Tunis (AP) — A court has sentenced moderate Tunisian Islamist leader Rached Ghannouchi to a year in prison for allegedly referring to police officers as tyrants in what his party said Tuesday amounted to a sham trial.
Ghannouchi, 81, founder of the Ennahdha party, has refused to be removed from his place of detention for questioning or to attend Monday’s trial, considering that the cases are “political settling of scores targeting opponents of the regime,” lawyer Samir Dilou, a former party leader, said in an interview with The Associated Press.
Ghannouchi, a former speaker of parliament, is the most prominent critic of Tunisian President Kais Saied. He has maintained that Saied’s move in 2021 to take all powers into his hands amounted to a coup d’etat.
Ghannouchi was detained in mid-April on the charge of plotting against the security of the state. He has been called in numerous times for questioning on various matters, but this was the first time he wasn’t released.
Monday’s case grew out of a complaint by a security union member claiming that Ghannouchi used the word “taghout,” or tyrant, while eulogizing a member of his party at a February 2022 funeral. According to a tweet by his daughter Soumaya, he said that the deceased “did not fear poverty, ruler or tyrant.”
Ennahda condemned the decision to prosecute as “an unjust political ruling” and called for his immediate release.
Ghannouchi is also being investigated for what his party says is another case of twisting words — allegedly evoking the threat of civil war if Ennahdha and other opposition parties are excluded from the political scene.
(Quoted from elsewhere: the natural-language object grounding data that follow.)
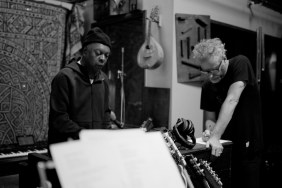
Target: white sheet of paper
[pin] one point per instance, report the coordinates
(116, 159)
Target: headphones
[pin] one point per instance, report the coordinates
(182, 130)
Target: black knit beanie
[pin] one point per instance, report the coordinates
(96, 35)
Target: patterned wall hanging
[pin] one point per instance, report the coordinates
(31, 51)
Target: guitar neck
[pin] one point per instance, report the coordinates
(149, 33)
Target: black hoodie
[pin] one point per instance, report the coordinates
(77, 104)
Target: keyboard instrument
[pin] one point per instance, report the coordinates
(12, 155)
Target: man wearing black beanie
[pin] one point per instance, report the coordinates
(79, 92)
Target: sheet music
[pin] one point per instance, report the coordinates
(116, 158)
(200, 141)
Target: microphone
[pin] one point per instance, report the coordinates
(115, 121)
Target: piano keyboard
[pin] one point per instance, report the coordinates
(22, 153)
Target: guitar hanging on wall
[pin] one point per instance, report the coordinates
(151, 55)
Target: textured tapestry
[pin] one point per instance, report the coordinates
(31, 52)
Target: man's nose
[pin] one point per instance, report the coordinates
(102, 58)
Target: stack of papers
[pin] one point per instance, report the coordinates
(128, 158)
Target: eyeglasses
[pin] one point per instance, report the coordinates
(212, 71)
(99, 54)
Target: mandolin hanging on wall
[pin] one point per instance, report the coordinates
(151, 55)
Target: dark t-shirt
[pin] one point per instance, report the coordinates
(246, 124)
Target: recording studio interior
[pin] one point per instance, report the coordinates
(140, 93)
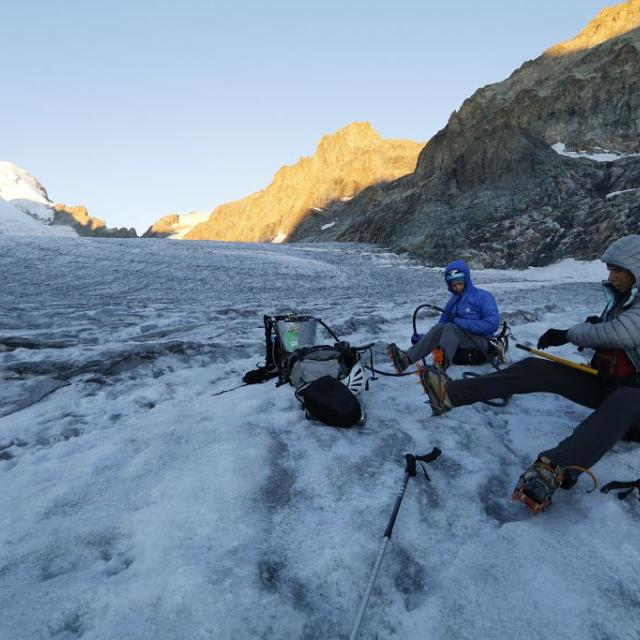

His party said on its English-language Twitter account that Ghannouchi was charged with conspiracy against state security and ordered to remain in prison pending trial.
“Kais Saied is making a mockery of the judiciary, using it as a tool for political revenge and persecution,” his daughter tweeted.
About 20 other people, including the director of the respected radio Mosaique, Noureddine Bouttar, are currently detained on a variety of charges.
The crackdown on opponents comes amid growing social tensions and deepening economic troubles in Tunisia, the birthplace of the Arab Spring pro-democracy movement more than a decade ago.